What can parents do to ease the teething phase
Teething is a very uncomfortable phase for babies especially as they can’t express their pains and problems. But as a parent, there are several things that you can do to make it easier on them and even avoid potential mild fever along with other symptoms altogether.
You will probably notice that your baby will have a natural instinct toward chewing during their teething months. While they will find things to chew on their own, it is always safer to provide these things for them.
Find safe chewing toys so they can strengthen their gums and find some relief during this challenging phase. A good trick is to keep their chewing toys in the fridge because they will love to chew them even more! Make sure these toys are completely clean and hygienic since they will go directly in your baby’s mouth.
Give them a gum massage
Massaging your baby’s gum is a very useful trick for many parents who deal with teething problems. You should clean your fingers very well and gently massage your baby’s gums from left to right. Observe their reactions and insist on the type of massage that seems to calm them down.
You can also use a hygienic washcloth to do the same thing. But if you choose the cloth massage type, try to find a cloth that is made of a soft and pleasant material that way you don’t irritate your baby’s gums even more!
Even if you should, try to avoid giving your baby medication of any kind without talking to your pediatrician, there can be some exceptions to the rule.
For instance, if your baby is older than six months of age and they present severe teething symptoms, you can use some Motrin or Tylenol to calm them down and help them relax. However, you should always ask the pediatrician about the dosage of medicine that it is safe to give to your child.

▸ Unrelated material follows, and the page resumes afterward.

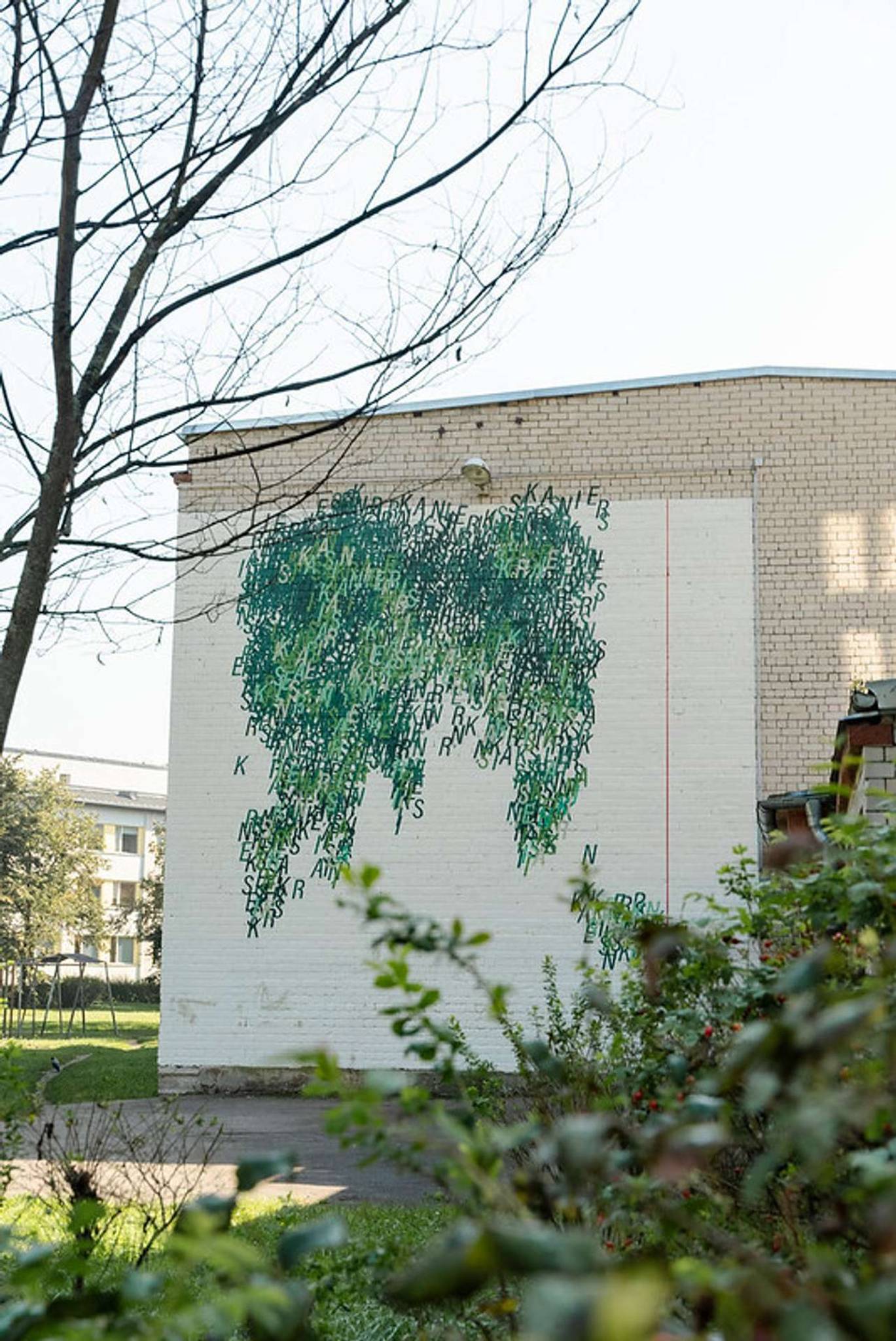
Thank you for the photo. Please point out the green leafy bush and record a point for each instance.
(709, 1152)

Dosage will vary according to the child’s age, weight and the severity of their symptoms. Acetaminophen is another option that should ease your baby’s teething symptoms. It is known for calming down their mild fever and can even eliminate it completely.
(NEVER GIVE DRUGS WITHOUT CONSULTING THE DOCTER)
What NOT to use when your baby is teething
While there are several good tips to follow when your baby is teething but there are certain things that you should not do as well. No matter what myths you hear about or what suggestions you get from your friends, try to not fall into the temptation to do the following mistakes!
Numbing gels might seem like a great idea to get your baby to forget about their teething discomfort but it is definitely not. These products numb the baby’s gums enough to not allow pain to be felt but they also come with side effects that can be very concerning.
Teething tablets or gels are not safe for your baby’s health because they contain dangerous ingredients such as benzocaine and belladonna. These ingredients are toxic for children when used in high doses and can generate other illnesses.
Amber Teething Necklaces
The myth that the amber teething necklaces might have a good impact on your baby during teething was never backed up by any science. But they expose your child to risks of strangulation or choking especially when you are not watching them. And this is a risk not worth taking so it is safer to stay away from such accessories.
It is very normal to be worried every time your baby is not feeling well or they present certain symptoms. But the best thing to do as a parent is to stay informed and be able to take the best decisions for your baby’s interest.
This article should offer you a complete picture when it comes to the connection between fever and teething. However, every time you have additional questions or concerns, you should talk to your pediatrician.
Only a doctor can guide you toward the best solution when it comes to your baby’s health and sometimes a visit to the clinic can save your baby from a lot of potential complications.